La Commission européenne a infligé une amende de 200 millions d'euros à la plateforme chinoise de commerce en ligne Temu, à l'issue d'une enquête approfondie menée sur près de deux ans. Cette sanction intervient dans le cadre du Digital Services Act (DSA), qui impose aux grandes plateformes numériques une obligation de vigilance proactive pour lutter contre la diffusion de contenus et de produits illicites.

Les régulateurs européens ont estimé que Temu n'avait pas mis en œuvre les mesures nécessaires pour identifier, analyser et évaluer correctement les risques liés à la présence d'articles prohibés sur sa place de marché. La loi européenne ne se contente plus d'une réaction après signalement : elle exige que les acteurs majeurs déploient des systèmes de contrôle et de filtrage en amont.

Des plaintes d'organisations de consommateurs

Cette décision fait suite à des plaintes déposées par le Bureau européen des unions de consommateurs (BEUC) ainsi que par 17 de ses associations membres nationales. Ces organisations ont souligné l'incapacité de Temu à bloquer efficacement la vente d'articles illicites, exposant les consommateurs européens à des risques multiples.

La Commission a également pointé une faille dans la gouvernance des données de l'entreprise : celle-ci n'aurait pas su endiguer les préjudices subis par les utilisateurs sur le territoire de l'Union européenne. L'amende de 200 millions d'euros, la première du genre dans le cadre spécifique du DSA, marque un durcissement de l'application des règles pour les géants technologiques extra-européens.

Les implications du Digital Services Act

Entré en vigueur progressivement depuis 2023, le DSA oblige les très grandes plateformes à évaluer systématiquement les risques systémiques liés à leurs services, notamment en matière de biens contrefaits, de produits dangereux ou de contenus illicites. Temu, en tant que plateforme de e-commerce, est soumise à ces obligations.

La sanction prononcée illustre la volonté de Bruxelles de faire respecter ces nouvelles contraintes, même à l'encontre d'acteurs basés hors de l'UE. L'enquête ouverte il ya près de deux ans a permis de documenter les manquements de la société, qui n'a pas démontré avoir pris les mesures correctives nécessaires dans les délais impartis.

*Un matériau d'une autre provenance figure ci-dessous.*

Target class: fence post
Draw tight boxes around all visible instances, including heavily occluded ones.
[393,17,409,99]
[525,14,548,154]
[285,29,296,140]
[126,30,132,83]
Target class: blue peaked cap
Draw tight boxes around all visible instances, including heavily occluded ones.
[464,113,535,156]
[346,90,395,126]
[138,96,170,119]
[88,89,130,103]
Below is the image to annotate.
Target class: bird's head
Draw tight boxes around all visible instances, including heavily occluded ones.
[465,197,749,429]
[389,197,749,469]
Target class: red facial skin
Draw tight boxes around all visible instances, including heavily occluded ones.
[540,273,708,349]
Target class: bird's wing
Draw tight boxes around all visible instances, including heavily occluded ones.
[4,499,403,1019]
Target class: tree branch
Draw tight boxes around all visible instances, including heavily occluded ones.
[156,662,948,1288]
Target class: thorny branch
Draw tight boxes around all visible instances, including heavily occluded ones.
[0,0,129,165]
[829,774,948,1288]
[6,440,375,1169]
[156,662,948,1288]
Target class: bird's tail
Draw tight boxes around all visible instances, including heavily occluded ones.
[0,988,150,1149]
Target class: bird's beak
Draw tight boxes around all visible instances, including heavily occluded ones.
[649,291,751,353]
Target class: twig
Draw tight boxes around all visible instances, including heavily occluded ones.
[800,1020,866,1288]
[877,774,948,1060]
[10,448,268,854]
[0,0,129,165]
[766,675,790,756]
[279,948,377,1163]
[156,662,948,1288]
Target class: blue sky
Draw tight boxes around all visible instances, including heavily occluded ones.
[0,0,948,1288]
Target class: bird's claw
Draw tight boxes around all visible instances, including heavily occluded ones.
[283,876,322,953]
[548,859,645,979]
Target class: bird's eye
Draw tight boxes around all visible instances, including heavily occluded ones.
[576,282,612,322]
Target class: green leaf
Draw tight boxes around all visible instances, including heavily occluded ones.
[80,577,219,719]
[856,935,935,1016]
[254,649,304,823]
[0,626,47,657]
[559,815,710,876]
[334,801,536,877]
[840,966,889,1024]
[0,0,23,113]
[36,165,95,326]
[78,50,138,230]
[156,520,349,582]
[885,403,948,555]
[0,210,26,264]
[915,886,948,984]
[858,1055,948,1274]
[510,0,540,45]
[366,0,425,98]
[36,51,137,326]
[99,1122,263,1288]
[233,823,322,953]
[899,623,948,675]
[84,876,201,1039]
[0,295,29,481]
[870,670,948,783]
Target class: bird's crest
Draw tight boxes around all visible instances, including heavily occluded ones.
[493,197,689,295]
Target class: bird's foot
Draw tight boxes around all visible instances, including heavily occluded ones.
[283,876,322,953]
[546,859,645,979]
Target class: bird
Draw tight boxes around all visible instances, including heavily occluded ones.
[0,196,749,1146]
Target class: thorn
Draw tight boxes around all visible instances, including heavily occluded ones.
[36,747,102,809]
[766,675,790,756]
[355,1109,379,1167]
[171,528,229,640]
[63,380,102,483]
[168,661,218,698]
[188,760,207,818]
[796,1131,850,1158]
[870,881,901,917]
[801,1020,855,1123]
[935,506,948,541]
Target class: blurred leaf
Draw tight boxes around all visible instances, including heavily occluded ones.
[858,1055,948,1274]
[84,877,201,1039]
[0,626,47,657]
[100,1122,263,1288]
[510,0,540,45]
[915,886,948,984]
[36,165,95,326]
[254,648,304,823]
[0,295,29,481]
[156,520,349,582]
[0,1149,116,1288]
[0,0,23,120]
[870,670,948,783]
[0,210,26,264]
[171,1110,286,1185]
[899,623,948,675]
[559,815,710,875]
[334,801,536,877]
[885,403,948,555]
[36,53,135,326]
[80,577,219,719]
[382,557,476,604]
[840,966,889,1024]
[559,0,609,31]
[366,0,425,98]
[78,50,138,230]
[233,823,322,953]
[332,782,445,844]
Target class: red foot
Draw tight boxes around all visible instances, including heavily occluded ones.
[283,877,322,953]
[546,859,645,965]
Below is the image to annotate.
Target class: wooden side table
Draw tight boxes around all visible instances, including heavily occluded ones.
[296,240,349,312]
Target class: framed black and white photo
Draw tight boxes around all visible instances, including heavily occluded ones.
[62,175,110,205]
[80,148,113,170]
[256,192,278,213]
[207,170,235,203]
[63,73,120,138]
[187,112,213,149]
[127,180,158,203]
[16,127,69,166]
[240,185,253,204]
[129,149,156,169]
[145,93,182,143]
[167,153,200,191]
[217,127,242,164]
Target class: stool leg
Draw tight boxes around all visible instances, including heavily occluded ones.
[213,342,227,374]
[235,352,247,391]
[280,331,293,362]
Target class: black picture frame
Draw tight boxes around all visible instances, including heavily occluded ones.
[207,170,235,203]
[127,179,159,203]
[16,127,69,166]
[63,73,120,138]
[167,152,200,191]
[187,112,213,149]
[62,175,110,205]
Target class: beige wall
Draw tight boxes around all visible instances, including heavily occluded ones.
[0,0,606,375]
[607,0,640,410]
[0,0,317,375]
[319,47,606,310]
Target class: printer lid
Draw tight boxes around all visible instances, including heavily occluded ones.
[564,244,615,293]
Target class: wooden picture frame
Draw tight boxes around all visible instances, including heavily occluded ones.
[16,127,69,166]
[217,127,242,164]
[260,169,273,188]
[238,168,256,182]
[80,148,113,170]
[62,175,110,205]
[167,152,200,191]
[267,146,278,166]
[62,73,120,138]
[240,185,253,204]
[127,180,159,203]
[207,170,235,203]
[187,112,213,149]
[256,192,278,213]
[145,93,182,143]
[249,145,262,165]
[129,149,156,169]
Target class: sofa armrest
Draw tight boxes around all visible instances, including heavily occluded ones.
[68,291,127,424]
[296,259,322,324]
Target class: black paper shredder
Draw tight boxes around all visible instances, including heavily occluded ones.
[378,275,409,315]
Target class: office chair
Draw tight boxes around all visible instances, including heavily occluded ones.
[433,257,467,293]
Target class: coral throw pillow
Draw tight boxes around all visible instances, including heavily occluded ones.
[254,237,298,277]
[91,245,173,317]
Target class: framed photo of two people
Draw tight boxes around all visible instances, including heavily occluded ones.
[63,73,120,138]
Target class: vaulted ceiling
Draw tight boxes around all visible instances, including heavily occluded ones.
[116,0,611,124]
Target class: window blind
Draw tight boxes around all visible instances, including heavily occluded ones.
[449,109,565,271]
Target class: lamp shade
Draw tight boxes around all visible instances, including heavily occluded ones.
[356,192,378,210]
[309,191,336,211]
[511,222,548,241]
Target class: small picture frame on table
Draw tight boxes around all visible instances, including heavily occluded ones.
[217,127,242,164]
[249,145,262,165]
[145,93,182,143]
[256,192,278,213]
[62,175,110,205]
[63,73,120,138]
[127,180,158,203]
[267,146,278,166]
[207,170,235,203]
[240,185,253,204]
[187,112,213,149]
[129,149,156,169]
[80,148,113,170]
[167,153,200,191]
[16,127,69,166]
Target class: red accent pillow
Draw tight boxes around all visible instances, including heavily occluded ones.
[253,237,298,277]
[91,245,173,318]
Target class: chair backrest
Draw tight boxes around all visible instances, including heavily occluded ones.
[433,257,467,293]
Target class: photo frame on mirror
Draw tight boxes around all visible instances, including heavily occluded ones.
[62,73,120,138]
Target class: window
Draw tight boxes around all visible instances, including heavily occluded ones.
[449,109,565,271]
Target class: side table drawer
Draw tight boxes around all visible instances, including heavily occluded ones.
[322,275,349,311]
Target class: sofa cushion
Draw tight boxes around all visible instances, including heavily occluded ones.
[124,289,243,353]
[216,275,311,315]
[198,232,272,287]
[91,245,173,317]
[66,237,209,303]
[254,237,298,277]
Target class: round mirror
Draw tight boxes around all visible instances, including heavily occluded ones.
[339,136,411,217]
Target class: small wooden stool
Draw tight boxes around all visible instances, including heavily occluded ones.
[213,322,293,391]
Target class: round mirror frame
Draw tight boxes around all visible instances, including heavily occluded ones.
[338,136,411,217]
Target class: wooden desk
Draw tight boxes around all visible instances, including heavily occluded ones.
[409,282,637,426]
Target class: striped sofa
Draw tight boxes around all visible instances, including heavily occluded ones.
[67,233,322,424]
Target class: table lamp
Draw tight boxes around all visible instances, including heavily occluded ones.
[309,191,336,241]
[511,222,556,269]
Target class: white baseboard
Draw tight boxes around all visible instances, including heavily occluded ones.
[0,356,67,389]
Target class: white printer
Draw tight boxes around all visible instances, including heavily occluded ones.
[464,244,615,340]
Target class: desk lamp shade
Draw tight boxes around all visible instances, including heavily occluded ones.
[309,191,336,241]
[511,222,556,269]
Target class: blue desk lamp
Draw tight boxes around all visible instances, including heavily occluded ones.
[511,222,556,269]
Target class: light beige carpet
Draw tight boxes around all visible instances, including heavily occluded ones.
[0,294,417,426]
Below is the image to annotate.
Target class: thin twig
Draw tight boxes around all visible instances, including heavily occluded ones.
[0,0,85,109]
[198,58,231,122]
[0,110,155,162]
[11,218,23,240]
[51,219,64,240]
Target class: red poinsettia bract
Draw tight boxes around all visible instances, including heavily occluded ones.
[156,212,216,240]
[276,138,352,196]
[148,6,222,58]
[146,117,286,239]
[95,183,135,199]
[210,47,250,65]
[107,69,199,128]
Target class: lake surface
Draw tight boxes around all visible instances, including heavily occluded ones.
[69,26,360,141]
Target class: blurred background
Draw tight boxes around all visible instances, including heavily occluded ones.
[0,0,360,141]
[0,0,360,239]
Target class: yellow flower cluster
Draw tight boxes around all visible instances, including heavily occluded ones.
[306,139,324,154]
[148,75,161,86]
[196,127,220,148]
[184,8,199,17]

Une première sanction significative

Cette amende de 200 millions d'euros est la première application directe du DSA à une plateforme de commerce en ligne chinoise. Elle intervient alors que les autorités européennes multiplient les actions contre les grandes entreprises technologiques jugées peu conformes aux exigences réglementaires.

Temu, qui a connu une croissance fulgurante en Europe ces dernières années, devra désormais se conformer strictement aux règles ou faire face à d'éventuelles sanctions supplémentaires, qui pourraient inclure des mesures correctives ou des amendes plus lourdes en cas de récidive.